When upgrading a Zimbra server to a somewhat recent version (8.7.3 for example), it may attempt to install its own DNS Cache (zimbra-dnscache). It’s obvious that this may cause issues if you are running some other DNS caching service, or your own BIND, on the server. But these are rather obvious issues and not unique to Zimbra.
What is not, however, equally obvious is that you may think that zimbra-dnscache is actually running, and that it is actually doing what it is supposed to be doing.
My first hint that things weren’t as they appeared to be was extremely slow external SMTP sessions when clients like Thunderbird and other “client mailers”, as well as some web based Helpdesk applications were attempting to send e-mail via Zimbra.
The upgrade to Zimbra 8.7.3 had gone quite well, so it wasn’t an obvious place to start looking.
Until I noticed that SSH logins were also quite slow to this server. They had never been slow before. Checking the SSH configuration on the server did not reveal much other than the fact that it was indeed using reverse DNS lookups.
Checking /etc/resolv.conf made everything clear. Zimbra had, in attempt to use its own zimbra-dnscache, added “nameserver 127.0.0.1” to /etc/resolv.conf. In a perfect world, that may have been what I wanted …
After removing 127.0.0.1 from /etc/resolv.conf, inbound SMTP sessions from “client mailers” and web applications went from 7-10 seconds down to 0.5-0.1 seconds. Case closed.

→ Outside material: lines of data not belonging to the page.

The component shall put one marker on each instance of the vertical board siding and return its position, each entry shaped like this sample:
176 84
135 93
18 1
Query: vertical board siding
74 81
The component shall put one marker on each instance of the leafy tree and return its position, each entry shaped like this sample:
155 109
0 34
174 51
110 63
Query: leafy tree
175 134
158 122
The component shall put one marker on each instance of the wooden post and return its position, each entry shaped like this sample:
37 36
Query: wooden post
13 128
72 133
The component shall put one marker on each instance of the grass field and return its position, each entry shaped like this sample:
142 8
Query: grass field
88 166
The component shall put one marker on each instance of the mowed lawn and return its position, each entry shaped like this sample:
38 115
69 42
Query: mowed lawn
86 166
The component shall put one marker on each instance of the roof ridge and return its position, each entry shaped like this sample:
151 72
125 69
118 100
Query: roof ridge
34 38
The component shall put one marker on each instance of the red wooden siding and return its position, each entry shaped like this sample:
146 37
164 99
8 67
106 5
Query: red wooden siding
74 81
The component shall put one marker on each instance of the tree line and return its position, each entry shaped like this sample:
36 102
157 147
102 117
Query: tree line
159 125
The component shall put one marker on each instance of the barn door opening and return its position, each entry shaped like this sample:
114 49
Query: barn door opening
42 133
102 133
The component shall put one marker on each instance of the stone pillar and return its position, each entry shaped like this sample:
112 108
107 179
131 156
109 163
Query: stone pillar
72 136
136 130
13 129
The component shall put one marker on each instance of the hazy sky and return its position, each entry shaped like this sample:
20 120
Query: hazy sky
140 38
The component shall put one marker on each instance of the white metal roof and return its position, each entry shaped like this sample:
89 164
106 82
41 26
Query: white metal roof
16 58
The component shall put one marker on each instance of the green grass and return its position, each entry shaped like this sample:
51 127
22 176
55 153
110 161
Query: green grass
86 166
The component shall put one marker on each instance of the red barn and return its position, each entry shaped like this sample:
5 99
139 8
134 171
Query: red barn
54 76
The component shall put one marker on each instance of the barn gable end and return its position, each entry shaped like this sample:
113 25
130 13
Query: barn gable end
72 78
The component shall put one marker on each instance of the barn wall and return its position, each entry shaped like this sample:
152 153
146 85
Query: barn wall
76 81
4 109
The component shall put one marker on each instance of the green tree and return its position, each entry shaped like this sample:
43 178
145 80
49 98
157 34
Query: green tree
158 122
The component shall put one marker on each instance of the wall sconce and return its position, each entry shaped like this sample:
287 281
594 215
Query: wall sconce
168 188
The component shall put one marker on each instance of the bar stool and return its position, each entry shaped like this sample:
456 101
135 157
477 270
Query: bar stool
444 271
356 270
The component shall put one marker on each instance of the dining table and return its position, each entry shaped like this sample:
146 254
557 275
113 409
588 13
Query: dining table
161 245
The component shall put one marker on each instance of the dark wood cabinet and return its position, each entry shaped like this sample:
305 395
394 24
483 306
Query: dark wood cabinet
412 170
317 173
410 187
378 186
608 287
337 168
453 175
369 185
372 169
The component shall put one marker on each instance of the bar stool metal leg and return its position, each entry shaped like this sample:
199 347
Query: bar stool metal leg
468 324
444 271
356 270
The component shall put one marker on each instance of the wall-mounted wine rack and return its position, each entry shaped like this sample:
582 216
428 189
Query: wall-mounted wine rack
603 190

I’m thinking Zimbra should add a post-installation sanity check. When all services are up and running, a DNS lookup to a known host (www.zimbra.com for example) should return within less than a second or two, anything else is an indication that the system may not function as intended.
#zimbra-dnscache
This is really interesting, I need to take a look and try to reproduce it, would you mind to open a bugzilla about it?
I have now opened #107676